Travellers the winners as airlines slug it out

Friday July 3, 2009, 4:20 pm

The airline industry may be on its knees worldwide, but it seems there has never been a better time to fly.

From today the world's biggest airline Delta is crossing the Pacific Ocean, bringing more competition and lower fares, hopefully, to the traditionally protected US - Australia route.

Domestically the discount operator Tiger Airways has become the fourth carrier operating between Sydney and Melbourne.

It is trying to grab a share of the market, and even expand the market, by selling some seats for less than a taxi fare to the airport.

"It is going to be the battle of four brands and I actually think the cheap prices are going to last quite some time on what used to be the golden route," says Ben Sandilands, an aviation commentator on Crickey.com.

He has been watching on as aggressive no frills carrier Tiger Airways becomes the latest to take on the Sydney Melbourne route. Its hook is airfares from as little as $39 each way.

But he warns that the discounts of that extent cannot go on for ever.

"Well it is certainly not sustainable at those prices, but Tiger is not here to make money," he said.

"Tiger is controlled by Singapore Airlines, and Tiger's entire purpose in Australia is to participate in the ultimate rationalisation of the airline industry. So they are very patient and they are prepared to lose money."

Mr Sandilands says Tiger is one of a stream of Singaporean investments outside that country's tiny borders.

"I think in the long term, the entire purpose of Tiger is to help Singapore Airlines find effective investments outside of Singapore. That has been the strategy for a very long time at Singapore," he said.

They tried it with Ansett of course and it was a disaster, but Tiger Airways spokeswoman Vanessa Regan is optimistic that the airline will succeed where other ventures have failed.

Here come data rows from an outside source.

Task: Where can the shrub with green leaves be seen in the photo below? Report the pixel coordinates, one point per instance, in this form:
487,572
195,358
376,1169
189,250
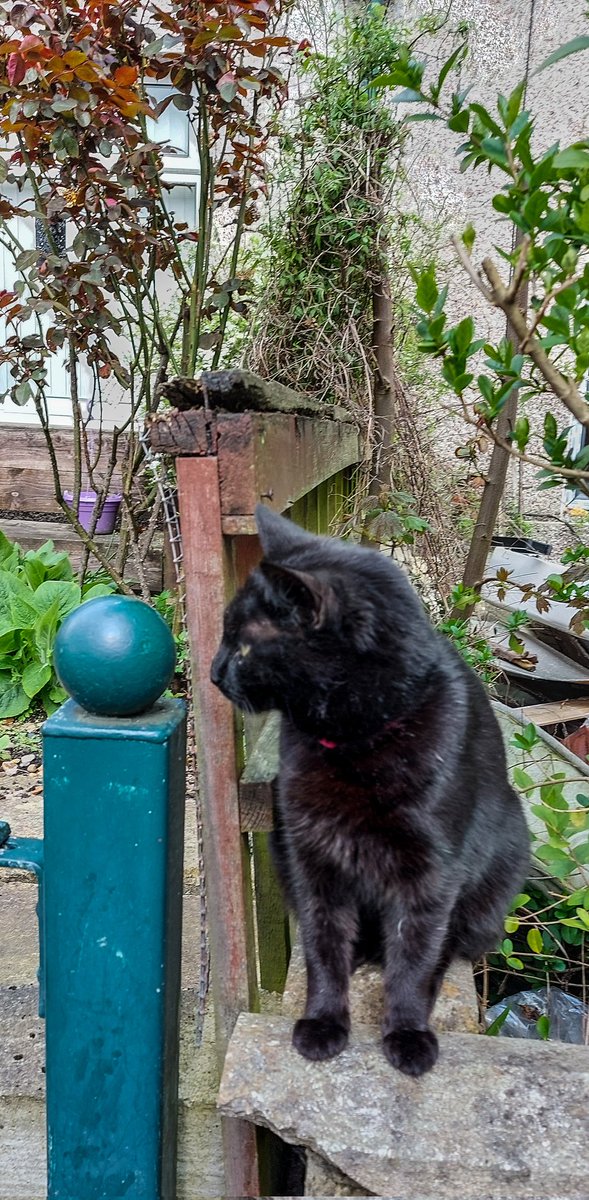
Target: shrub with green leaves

"Tiger Airways is now entering the big league, and we are one of the major domestic players in the industry at the moment. I guess what we are trying to achieve here is new low fare travel options for people throughout Australia," she said.

She says the airline is different from competitors Virgin Blue, Qantas and Jetstar.

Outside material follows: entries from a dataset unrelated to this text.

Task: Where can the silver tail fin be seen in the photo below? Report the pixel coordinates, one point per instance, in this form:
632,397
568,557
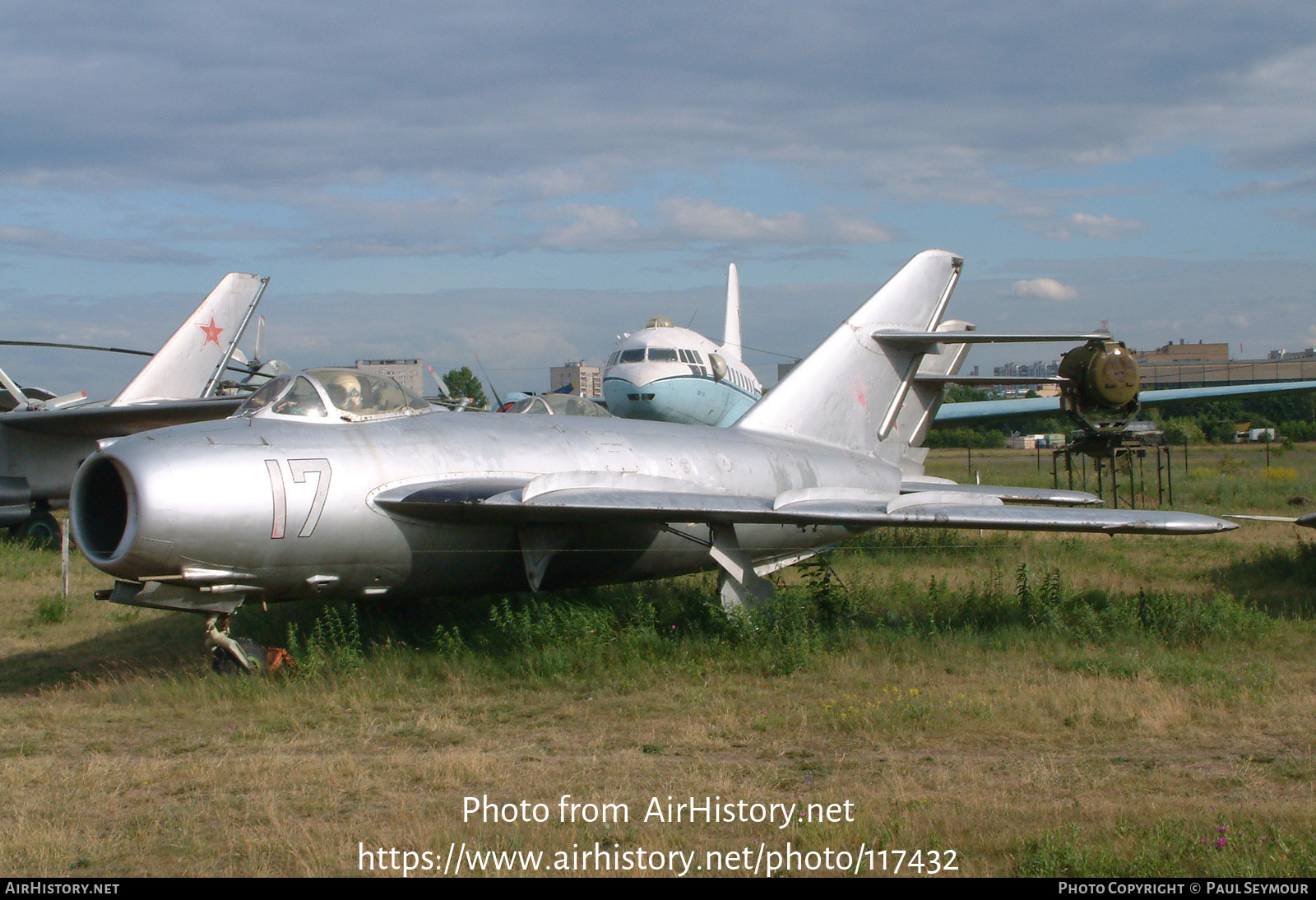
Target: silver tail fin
730,336
849,392
192,362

"Tiger Airways offers an absolutely true low cost business model which gives passengers access to the lowest fares in the market without having to pay for all the expensive add-on services if they don't want them," she said.

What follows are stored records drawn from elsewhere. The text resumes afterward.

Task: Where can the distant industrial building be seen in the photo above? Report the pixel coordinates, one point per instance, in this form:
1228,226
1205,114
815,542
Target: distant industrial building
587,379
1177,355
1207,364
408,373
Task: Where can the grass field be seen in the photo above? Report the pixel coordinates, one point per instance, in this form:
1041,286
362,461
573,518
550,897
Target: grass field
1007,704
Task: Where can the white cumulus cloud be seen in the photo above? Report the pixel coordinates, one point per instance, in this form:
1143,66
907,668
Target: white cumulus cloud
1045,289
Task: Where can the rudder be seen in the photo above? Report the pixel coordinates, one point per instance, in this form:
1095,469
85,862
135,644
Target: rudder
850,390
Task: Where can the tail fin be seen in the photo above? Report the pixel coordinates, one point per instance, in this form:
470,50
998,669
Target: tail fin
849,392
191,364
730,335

"We believe it is a proven business model which is based on the likes of Ryanair and EasyJet internationally which are two of the most successful airlines in the world."

Ms Regan says Tiger's strategy is not to compete with the existing carriers, but to lift the total number of passengers by attracting more air travellers.

"We actually believe we are quite unique in the market and that we are filling a void. We are actually growing the travel market and we are not really looking at cannibalising off other competitors," she said.

However, Sydney - Melbourne is not the only route currently undergoing a shake up.

Airfares on the Australia - United States trans-Pacific route used to be some of the least competitive in the world.

For airlines, there was a lot of money to be made on largely captive markets.

But Ben Sandilands says that has all changed since the number of carriers doubled from two to four in less than 12 months.

"The economy fares across the Pacific which most people are buying have been as low as $700, even $650 return," he said.

"Delta, which started flying today, that is the biggest airline in the world, hasn't actually been too active in the Australian market but it has been enormously active in the American market thereby making it quite difficult for Qantas and V-Australia to be successful on the other side of the Pacific."

And he says that has been a big revenue hit for the existing carriers.

"About a quarter in some cases, and this even applies to the premium airfares too, but in economy it has been down to about one quarter of the previous fare level," he said.

And Mr Sandilands believes that, while the very low introductory fares may go, fare levels will remain much lower than before when the route was operated solely by Qantas and United.

"I don't think it will go back to the bad old days. I think when we look at the history of this sort of operation now we have been seeing lots of new entrants come into markets over the past ten years," he said.

"They do permanently change the market into a more competitive market. There will be a lower fare benefit, there is no doubt about that, but will there be four carriers on the trans-Pacific, probably not."

However, while passengers enjoy the prices, there has also been a fall off in what customers can reasonably expect for their dollar.

"Service levels have gone down, and that is particularly noticeable on the short haul domestic flights. I mean on the Sydney Melbourne route, for example, you will see the premium business class cabins that Qantas fly now disappear," he said.

"I am absolutely certain they will be gone by the end of the year as Qantas itself realigns its product more to where the price is."